The researchers found that a complex web of interactions preceded the first star formation period. Neutral gas began to collect and clump together. Hydrogen and helium released a little bit of heat, which allowed clumps of the neutral gas to slowly reach higher densities.

But high-density clumps became very warm, producing  radiation that broke apart the neutral gas and prevented it from fragmenting into many smaller clumps. That means stars made from these clumps can become incredibly large.

forming star.JPG (102 KB)

Supermassive stars

These interactions between radiation and neutral gas led to massive pools of neutral gas, which laid the foundations for the beginnings of the first galaxies.

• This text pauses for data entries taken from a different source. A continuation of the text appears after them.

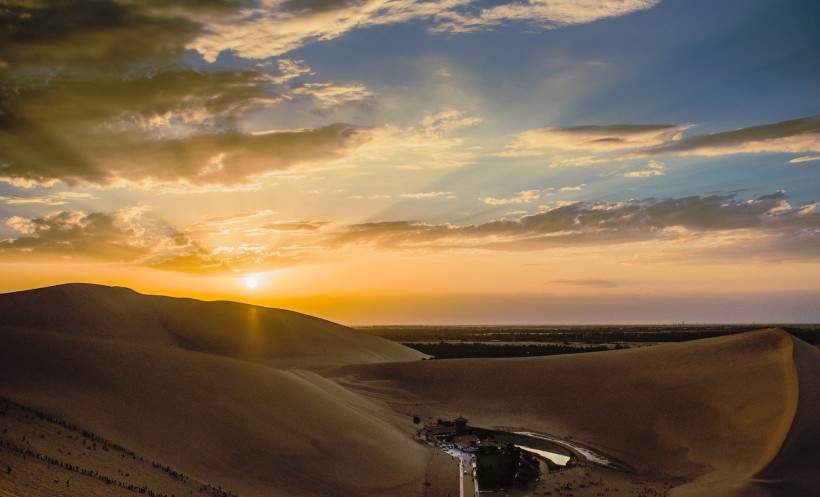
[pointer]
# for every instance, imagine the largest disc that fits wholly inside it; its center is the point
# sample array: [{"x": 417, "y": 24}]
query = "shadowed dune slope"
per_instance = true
[
  {"x": 250, "y": 428},
  {"x": 714, "y": 412},
  {"x": 275, "y": 336}
]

The gas deep within these proto-galaxies formed rapidly spinning accretion disks – fast-flowing rings of matter that form around massive objects, including black holes in the modern universe. 

Meanwhile, on the outer edges of the proto-galaxies, cold fronts of gas rained down. The coldest, most massive fronts penetrated the proto-galaxies all the way to the accretion disk and slammed into them, rapidly increasing both their mass and density to a critical threshold, thereby allowing the first stars to appear.

Those first stars weren't just any normal fusion factories. They were gigantic clumps of neutral gas igniting their fusion cores all at once, skipping the stage where they fragment into small pieces, and the resulting stellar mass was huge.

Those first stars were incredibly bright and lived extremely short lives, less than a million years (stars in the modern universe can live billions of years). After that, they died in furious bursts of supernova explosions. 

Those explosions carried the products of the internal fusion reactions – elements heavier than hydrogen and helium – that then seeded the next round of star formation. But contaminated by heavier elements, the process couldn't repeat itself now, and those super massive stars will never again appear on the cosmic scene.